Transformers 4.9.0 on SageMaker


I am working on deploying a speech-recognition app using HuggingFace following the instructions here. My understanding is that the inference toolkit uses pipelines, but the speech-recognition is only introduced with the > 4.9.0 releases, whereas the current AWS images are pointing to 4.6.x.

Is there any way around this? What do you think suggest that I do to make the deployment work? My hunch is that I need to supply a new image_uri.

Thank you!


Hello @dzorlu,

Great to hear that you are working on a speech task!! Yes, the inference toolkit uses the pipelines from transformers. The code is open source you want to take a deeper look GitHub - aws/sagemaker-huggingface-inference-toolkit.

I am happy to share that we are working on new releases for the DLC, which include 4.9 and higher. Sadly I think it will take around 2 more weeks to be around.
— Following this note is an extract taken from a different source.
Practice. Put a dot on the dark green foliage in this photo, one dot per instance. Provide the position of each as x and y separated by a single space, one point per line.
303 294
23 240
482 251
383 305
In the meantime, you could use the official DLC and provide as model_data a model.tar.gz which contains a custom module, documented here: Deploy models to Amazon SageMaker
With a custom module, you can provide a requirements.txt to upgrade the dependencies and then provide a with a custom model_fn to load the asr pipeline.

1 Like

Thank you Philipp for the quick response and the direction. I will try the model_data route. It’s also great to hear that you are working on updating the DLCs. The team’s work is always much appreciated!

Hi @philschmid, I am trying to exactly the same thing as @dzorlu, so I was pleasantly surprised to see that someone else asked this question a few months ago. I am trying to deploy a speech recognition model from the Hugging Face model hub for inference on a Sagemaker notebook using the Inference Toolkit using the instructions here However, when I do predictor.predict({inputs': "audio.wav"}), I get the error Unknown task automatic-speech-recognition .... I guess this is because of the transformers version in the DLC?

huggingface_model = HuggingFaceModel(

If so, is there meanwhile a way to use a newer version than 4.6.1 on Sagemaker so that I can use the inference toolkit to deploy an ASR model from the hub? Thanks in advance!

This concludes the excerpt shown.